Amos Hoffman Quartet
Black Squirrel Books, Ottawa
Friday, June 3, 2016 – 9:30 p.m.
The word had got out that this was going to be an interesting show. Black Squirrel Books had brought out every sofa, seat, folding chair, and step stool it had – and there were still listeners sitting on the floor at the front or leaning against the coffee bar. The bookstore was full, with well over 50 people concentrating on the music.
They had come to hear Israeli jazz guitarist and oud player Amos Hoffman and three Toronto jazz musicians: pianist Noam Lemish, bassist Justin Gray, and drummer Derek Gray. And their anticipation was well justified, as the quartet performed a dynamic and consistently engaging 85-minute-long set.
It was an evening of all originals, plus a jazz arrangement of a traditional Jewish prayer – alternating between pieces by Hoffman and by Lemish. The sound initially harked back to the classic mid-60s jazz of Herbie Hancock and Wayne Shorter, but Hoffman in particular added Middle Eastern motifs, as well as the commanding tone of his oud.
The quartet was surrounded by tall bookcases, which had been pushed into a rough backdrop. There wasn't a great deal of room – Derek Gray's drumset in particular was crowded into a corner and he had to sit on his cajon. He had barely enough room for his elbows when he really got going with his brushes and sticks – but the tight corners also added intimacy. The quartet played warmly and with considerable ease, modulating their volume to the space; you could clearly hear every note.
Lemish said the three Toronto musicians had worked together in various combinations for several years. They'd heard Hoffman, and asked him if he'd like to collaborate. He came up to Toronto in January for rehearsals and shows, and the combination clicked. This Montreal-Ottawa-Toronto tour was their second opportunity to perform together.
They opened with a new, untitled piece by Hoffman, in an upbeat piece reminiscent of Kenny Burrell featuring strong bluesy riffs on his archtop electric guitar, contrasting with Lemish's sparkling keyboard lines. Unlike many guitarists I've heard recently, Hoffman didn't have an effects box – his sound was unadorned but compelling in its simplicity and intensity.
It strongly contrasted with the next tune, by Lemish, which he had adapted from a theme in Bach's Orchestral Suite in B Minor. It was quiet and chamber jazz in style, featuring Justin Grey's bowed bass and Hoffman's flamenco-like lines on oud. It became more dramatic, underlaid with shivering cymbals and strong piano chords. Hoffman switched to guitar partway through, in a more percussive style, and the piece ended solemnly and slowly.
The quartet had performed a similar combination of compositions the evening before in Montreal. However, their concert the next day in Toronto was going to be notably different: a collection of original compositions by five Toronto composers on the theme of the Tower of Babel. Hoffman played one tune he had recently written for the Toronto show, with the tentative title of “Shifting Sands”. More Middle Eastern in style, it let his oud ring out through the space, in accented and resonant patterns. The oud's sound was so sharp and bright – easily dancing over the fast rhythms produced by six-string electric bass, drums, and keyboard – that I was surprised to learn later that the oud had nylon strings. In other places, it actually sounded deeper than Justin's Gray's fluid bass solo.

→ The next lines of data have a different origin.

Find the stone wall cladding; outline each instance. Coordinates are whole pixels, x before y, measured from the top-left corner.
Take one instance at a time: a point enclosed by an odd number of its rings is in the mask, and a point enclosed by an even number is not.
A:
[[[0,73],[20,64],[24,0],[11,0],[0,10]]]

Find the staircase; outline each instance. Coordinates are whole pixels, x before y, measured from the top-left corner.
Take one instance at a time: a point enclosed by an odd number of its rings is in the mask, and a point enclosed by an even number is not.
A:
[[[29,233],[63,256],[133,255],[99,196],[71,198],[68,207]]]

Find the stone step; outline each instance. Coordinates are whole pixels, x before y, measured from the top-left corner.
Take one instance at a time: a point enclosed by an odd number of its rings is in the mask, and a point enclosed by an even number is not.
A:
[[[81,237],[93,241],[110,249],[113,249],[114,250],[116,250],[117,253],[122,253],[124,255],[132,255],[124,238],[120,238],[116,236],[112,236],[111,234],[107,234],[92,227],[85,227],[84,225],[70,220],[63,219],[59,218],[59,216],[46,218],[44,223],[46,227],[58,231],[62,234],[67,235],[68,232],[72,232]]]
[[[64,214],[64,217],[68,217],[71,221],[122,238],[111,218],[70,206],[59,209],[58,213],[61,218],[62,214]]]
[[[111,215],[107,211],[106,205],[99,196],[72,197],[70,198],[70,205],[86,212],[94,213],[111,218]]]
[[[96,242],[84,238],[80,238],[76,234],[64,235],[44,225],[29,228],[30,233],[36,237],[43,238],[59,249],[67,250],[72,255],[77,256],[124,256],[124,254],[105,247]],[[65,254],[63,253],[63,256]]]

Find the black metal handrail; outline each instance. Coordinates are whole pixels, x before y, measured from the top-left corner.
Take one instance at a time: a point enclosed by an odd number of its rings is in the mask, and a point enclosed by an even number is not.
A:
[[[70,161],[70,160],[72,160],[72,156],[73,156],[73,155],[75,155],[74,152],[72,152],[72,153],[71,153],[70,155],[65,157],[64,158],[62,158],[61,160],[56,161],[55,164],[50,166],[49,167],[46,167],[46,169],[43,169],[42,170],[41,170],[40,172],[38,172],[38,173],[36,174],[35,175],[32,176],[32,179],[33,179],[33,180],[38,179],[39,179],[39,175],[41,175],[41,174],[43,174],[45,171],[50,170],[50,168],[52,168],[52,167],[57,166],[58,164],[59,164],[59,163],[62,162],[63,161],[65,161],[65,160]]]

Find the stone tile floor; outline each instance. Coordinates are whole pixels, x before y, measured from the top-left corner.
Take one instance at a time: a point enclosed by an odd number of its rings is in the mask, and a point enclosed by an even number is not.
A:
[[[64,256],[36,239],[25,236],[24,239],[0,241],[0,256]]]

Lemish's “Heartland” initially contrasted vibrating rhythms on oud with Derek Gray's energetic beat on cajon, and as Hoffman switched to guitar, became more melodic – ending in a strong flourish. The quartet followed that with Lemish's adaptation of a traditional prayer for Yom Kippur, with strongly accented rhythms on cajon, drumset, and keyboard. Hoffman grabbed drumsticks and drummed on his music stand, and Justin Gray added more rhythms on the wood of his double bass.
The music then slowed with Lemish's thoughtful ballad, “Girl with a Red Sky”, and the quartet closed with an extended and fast-moving piece, Hoffman's “The Foreigner”. He opened it playing solo on his oud, the deep, husky notes giving the music an almost other-worldly feel. When the other musicians joined in, the tune slowed and then sped up again, but always flowed smoothly, with strong vibrating undertones. It became more and more intense before resolving back into the melody, played fluently on guitar and keyboard.
The audience gave the quartet an immediate standing ovation.
With Hoffman now living in South Carolina, the quartet will have to continue to make special arrangements to perform together. But all four musicians – and the audience – sounded enthusiastic about their continuing the collaboration.